The most important sea engagement of World War One - the Battle of Jutland - is being commemorated 90 years on.
HMS Edinburgh sailed to the site of the battle
The Imperial War Museum is holding an exhibition on HMS Belfast, while wreaths have been laid at the scene of the confrontation, off Denmark's coast.
One of the last survivors, 109-year-old Henry Allingham, from Eastbourne, East Sussex, was at the exhibition's launch.
Some 8,648 British and German sailors lost their lives in one day's fighting on 31 May into 1 June 1916.

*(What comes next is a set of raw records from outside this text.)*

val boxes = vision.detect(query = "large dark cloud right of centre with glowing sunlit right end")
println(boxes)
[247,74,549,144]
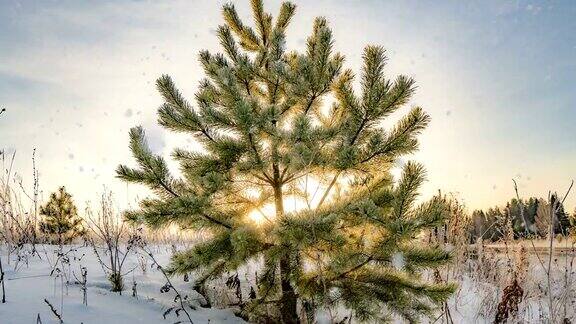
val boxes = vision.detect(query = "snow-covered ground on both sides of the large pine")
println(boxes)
[0,245,576,324]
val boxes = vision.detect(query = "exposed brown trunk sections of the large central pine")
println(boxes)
[273,164,299,324]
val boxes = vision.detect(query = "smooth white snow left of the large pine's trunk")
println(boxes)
[0,246,243,324]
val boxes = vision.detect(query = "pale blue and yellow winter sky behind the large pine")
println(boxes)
[0,0,576,210]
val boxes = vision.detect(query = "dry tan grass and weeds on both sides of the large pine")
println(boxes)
[0,151,576,323]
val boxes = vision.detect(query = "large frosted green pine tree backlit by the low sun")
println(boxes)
[117,0,454,323]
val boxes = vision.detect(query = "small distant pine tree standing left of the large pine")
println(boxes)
[40,187,84,245]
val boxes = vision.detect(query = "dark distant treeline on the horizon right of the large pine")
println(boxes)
[469,195,576,242]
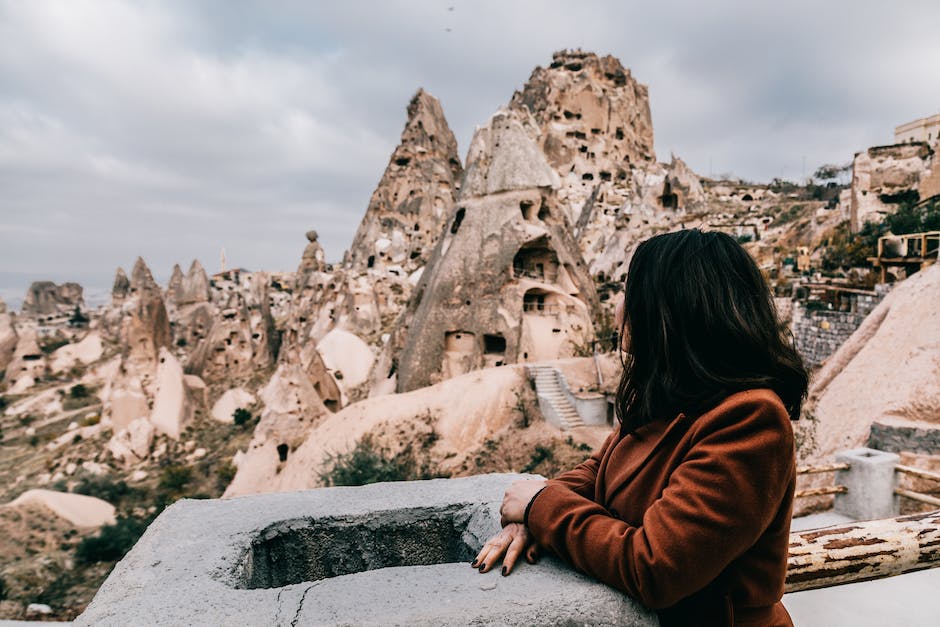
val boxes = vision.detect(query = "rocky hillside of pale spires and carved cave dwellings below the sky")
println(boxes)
[0,51,936,618]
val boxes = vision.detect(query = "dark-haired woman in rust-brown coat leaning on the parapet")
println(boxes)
[473,230,807,627]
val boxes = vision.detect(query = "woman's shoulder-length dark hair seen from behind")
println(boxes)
[617,229,807,434]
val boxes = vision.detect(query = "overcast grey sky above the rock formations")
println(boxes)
[0,0,940,310]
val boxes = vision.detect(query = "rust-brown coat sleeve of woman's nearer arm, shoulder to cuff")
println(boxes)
[528,397,795,609]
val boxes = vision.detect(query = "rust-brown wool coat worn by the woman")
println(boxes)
[526,389,796,627]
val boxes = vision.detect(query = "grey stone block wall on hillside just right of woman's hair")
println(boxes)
[790,286,886,366]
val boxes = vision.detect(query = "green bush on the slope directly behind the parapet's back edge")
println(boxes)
[320,435,441,486]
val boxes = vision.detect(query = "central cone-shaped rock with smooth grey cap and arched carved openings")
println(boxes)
[392,109,597,392]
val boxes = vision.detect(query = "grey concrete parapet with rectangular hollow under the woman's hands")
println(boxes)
[75,474,658,627]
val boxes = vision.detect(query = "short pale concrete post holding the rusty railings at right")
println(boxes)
[833,448,901,520]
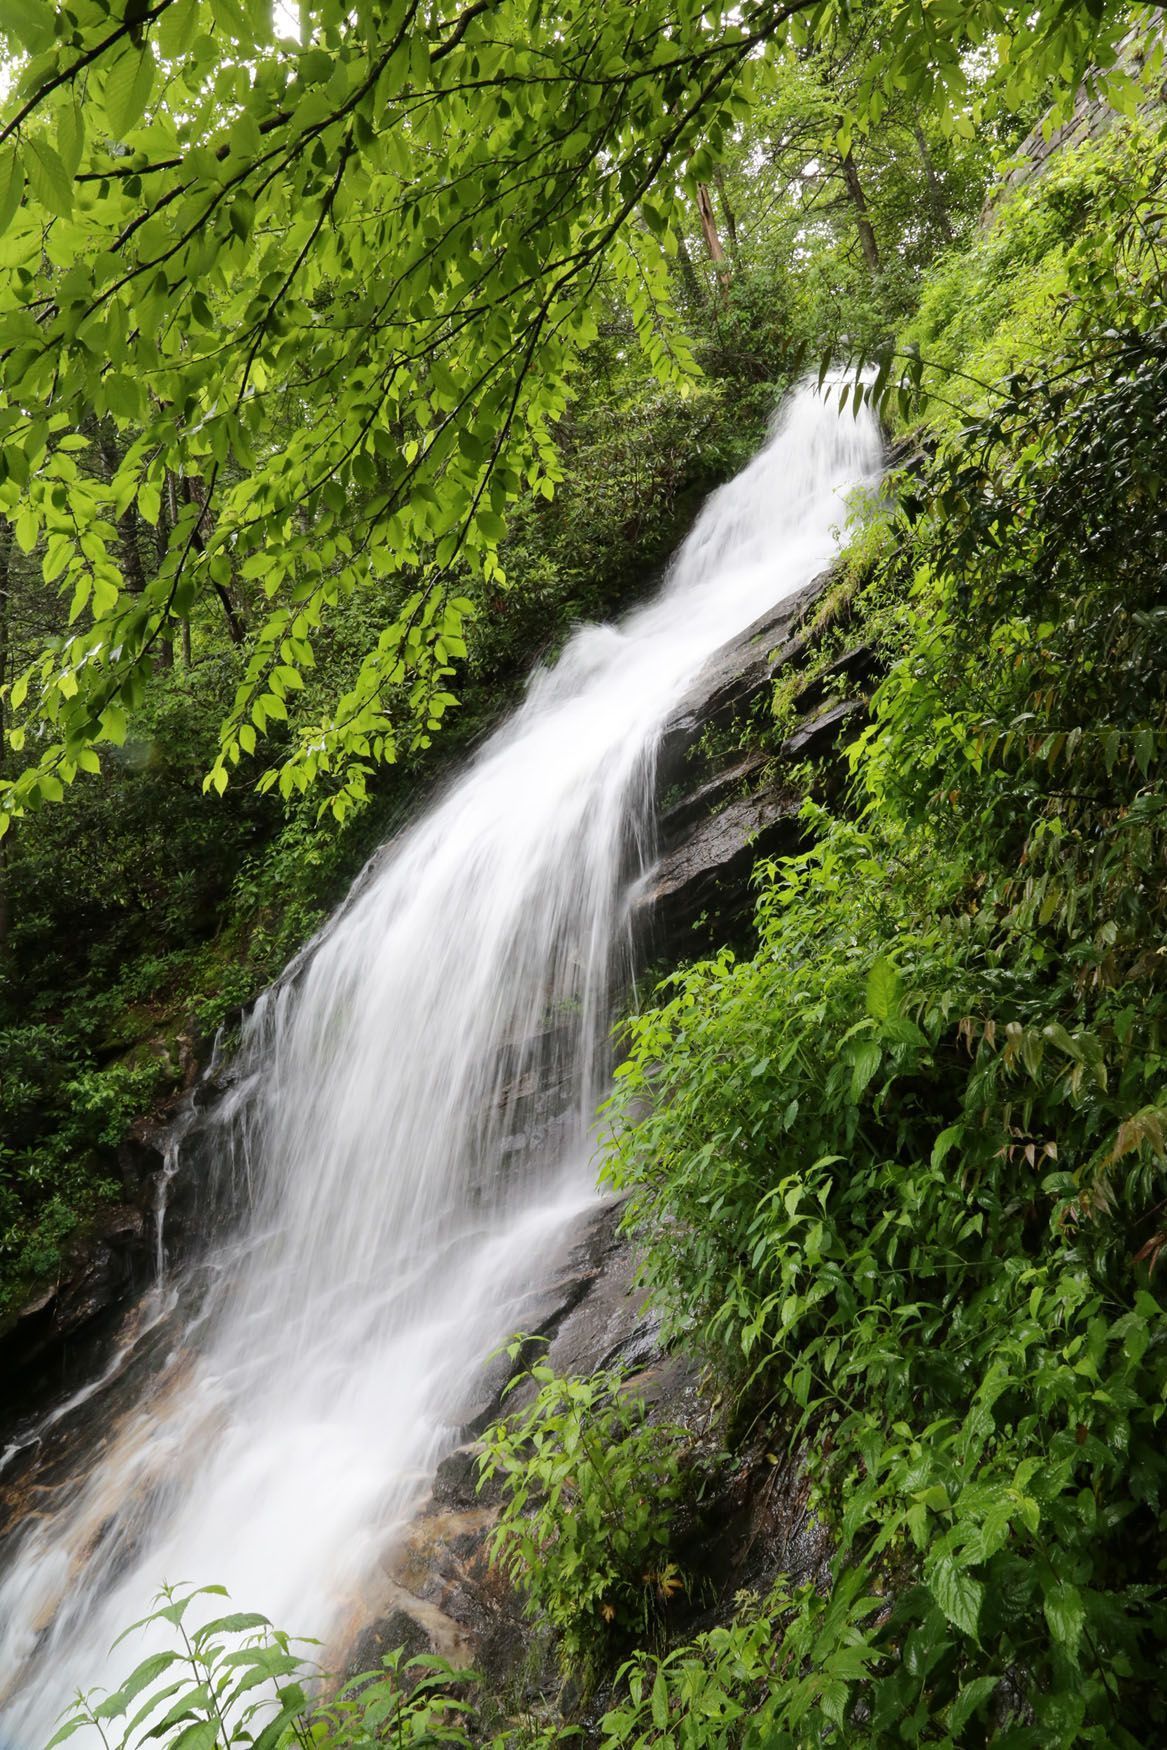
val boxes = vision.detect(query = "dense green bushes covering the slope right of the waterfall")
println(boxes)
[611,301,1167,1747]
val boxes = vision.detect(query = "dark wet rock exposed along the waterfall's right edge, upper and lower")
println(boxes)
[365,576,878,1706]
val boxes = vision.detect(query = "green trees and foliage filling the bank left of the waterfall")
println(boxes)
[0,0,1028,1318]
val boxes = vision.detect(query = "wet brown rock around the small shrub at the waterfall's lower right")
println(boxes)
[360,1204,831,1706]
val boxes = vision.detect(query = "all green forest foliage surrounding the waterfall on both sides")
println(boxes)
[0,0,1167,1750]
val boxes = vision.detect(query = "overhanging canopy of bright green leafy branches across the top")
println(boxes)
[0,0,1147,826]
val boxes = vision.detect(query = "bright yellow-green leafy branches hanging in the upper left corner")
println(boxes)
[0,0,776,819]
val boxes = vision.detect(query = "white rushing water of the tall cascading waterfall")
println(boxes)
[0,389,878,1750]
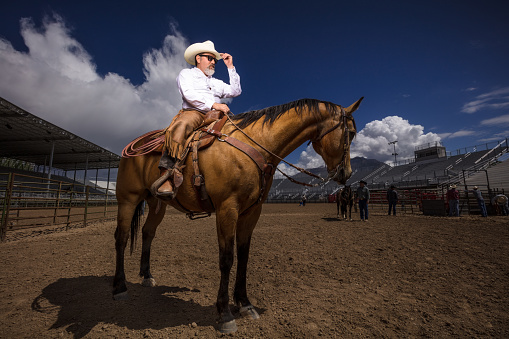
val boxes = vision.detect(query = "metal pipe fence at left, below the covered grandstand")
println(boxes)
[0,173,117,241]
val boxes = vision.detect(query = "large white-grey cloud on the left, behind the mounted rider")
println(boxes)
[0,15,188,153]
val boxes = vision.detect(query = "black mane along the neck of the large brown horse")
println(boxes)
[232,99,339,128]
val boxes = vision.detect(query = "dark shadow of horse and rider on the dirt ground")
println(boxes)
[32,276,216,338]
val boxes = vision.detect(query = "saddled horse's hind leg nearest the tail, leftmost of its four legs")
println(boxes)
[113,200,141,300]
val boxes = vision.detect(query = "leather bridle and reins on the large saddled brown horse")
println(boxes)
[227,106,357,187]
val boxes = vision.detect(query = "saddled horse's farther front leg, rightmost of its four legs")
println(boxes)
[233,204,262,319]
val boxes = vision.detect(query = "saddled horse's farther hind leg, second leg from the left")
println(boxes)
[140,197,166,287]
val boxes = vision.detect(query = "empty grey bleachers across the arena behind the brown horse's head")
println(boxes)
[269,141,509,201]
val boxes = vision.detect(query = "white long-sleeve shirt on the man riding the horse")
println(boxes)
[177,67,242,112]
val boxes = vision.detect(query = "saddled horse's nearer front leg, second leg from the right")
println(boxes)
[216,203,239,333]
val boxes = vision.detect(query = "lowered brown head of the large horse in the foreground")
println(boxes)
[312,98,364,184]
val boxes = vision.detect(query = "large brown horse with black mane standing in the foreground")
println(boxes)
[113,98,363,333]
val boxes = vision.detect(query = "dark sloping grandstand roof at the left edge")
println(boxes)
[0,97,121,170]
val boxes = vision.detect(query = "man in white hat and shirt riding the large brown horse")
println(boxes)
[153,41,242,199]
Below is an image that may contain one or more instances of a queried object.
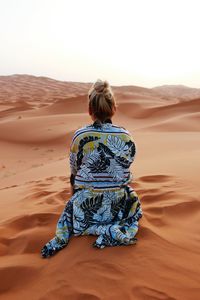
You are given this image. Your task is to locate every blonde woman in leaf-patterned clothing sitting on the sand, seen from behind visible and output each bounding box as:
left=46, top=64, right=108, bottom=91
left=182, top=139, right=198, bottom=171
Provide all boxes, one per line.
left=41, top=79, right=142, bottom=258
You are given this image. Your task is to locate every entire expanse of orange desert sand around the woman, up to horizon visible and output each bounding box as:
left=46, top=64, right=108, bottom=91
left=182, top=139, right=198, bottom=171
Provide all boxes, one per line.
left=0, top=75, right=200, bottom=300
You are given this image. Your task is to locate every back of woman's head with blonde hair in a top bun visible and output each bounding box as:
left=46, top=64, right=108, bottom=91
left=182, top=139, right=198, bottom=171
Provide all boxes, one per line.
left=88, top=79, right=116, bottom=122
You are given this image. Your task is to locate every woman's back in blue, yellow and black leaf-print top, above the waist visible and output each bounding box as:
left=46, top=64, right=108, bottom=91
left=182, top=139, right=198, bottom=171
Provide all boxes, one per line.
left=70, top=119, right=136, bottom=189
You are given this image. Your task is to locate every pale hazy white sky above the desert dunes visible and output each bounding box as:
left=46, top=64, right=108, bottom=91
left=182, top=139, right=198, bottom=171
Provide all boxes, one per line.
left=0, top=0, right=200, bottom=88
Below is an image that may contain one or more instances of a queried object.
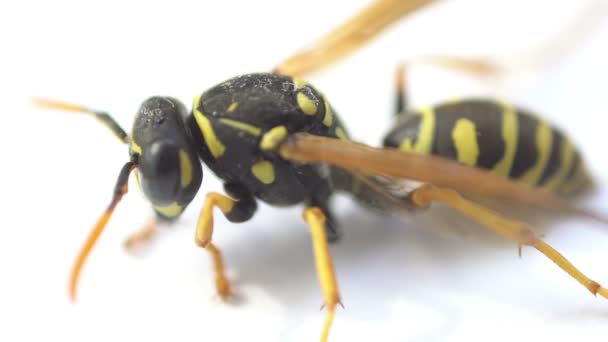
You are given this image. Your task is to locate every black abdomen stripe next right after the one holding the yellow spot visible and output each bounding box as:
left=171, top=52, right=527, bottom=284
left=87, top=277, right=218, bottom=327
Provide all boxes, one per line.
left=509, top=111, right=540, bottom=178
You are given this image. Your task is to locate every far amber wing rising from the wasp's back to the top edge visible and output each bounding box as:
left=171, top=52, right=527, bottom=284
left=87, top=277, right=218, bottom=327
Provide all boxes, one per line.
left=275, top=0, right=433, bottom=76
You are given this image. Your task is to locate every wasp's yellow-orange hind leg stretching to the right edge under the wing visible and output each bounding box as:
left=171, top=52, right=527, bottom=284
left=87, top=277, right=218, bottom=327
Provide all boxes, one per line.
left=411, top=184, right=608, bottom=299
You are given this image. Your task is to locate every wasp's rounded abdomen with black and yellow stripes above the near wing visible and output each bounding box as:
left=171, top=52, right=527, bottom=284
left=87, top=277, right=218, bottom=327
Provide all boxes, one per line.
left=384, top=100, right=588, bottom=193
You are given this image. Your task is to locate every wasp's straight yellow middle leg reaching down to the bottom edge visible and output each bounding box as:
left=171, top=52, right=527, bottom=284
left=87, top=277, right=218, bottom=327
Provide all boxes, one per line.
left=304, top=207, right=340, bottom=342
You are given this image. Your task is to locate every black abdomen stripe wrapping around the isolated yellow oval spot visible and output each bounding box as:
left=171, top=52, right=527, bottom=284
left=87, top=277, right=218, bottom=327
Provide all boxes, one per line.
left=432, top=100, right=506, bottom=169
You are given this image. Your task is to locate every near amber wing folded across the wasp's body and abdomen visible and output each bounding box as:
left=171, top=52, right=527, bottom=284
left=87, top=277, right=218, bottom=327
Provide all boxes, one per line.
left=280, top=133, right=608, bottom=224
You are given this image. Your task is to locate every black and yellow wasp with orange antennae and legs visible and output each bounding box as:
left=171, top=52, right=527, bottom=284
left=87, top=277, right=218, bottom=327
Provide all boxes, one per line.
left=37, top=0, right=608, bottom=341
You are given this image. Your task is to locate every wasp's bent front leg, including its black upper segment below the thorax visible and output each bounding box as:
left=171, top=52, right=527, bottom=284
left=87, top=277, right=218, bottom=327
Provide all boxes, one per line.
left=195, top=184, right=257, bottom=299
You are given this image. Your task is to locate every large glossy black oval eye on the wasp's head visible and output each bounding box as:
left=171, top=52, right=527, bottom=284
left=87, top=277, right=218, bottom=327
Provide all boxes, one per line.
left=139, top=141, right=180, bottom=205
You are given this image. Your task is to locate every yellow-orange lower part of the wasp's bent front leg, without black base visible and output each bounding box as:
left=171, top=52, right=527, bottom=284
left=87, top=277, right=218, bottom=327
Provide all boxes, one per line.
left=195, top=192, right=236, bottom=299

A hologram of Mr Allingham, who is Britain's oldest man, is also displayed onboard the naval museum moored on the River Thames between Tower Bridge and London Bridge.
"Ghosts of Jutland" combines oral history, artefacts, documents and film to convey the lives and experiences of the sailors who fought in the battle.
Meanwhile, the British destroyer HMS Edinburgh and the German frigate FGS Karlsruhe met at the site of the battle for a service of commemoration.
Mr Allingham will be 110 years old next week
And the UK government announced that wrecks of the 14 British ships that were sunk during the battle will be given new protection.
Veterans' minister Tom Watson announced the wrecks will become "protected places" under the Protection of Military Remains Act, meaning people can "look but not touch".
Mr Watson said he was "delighted" to be offering protection against "disturbance and desecration" to the wrecks.
The Battle of Jutland lasted for about 16 hours, from 31 May into 1 June 1916. Both sides claimed victory.
The British lost more men and more vessels, but the Germans never again seriously contested control of the seas with their battleships, instead turning to unrestricted submarine warfare.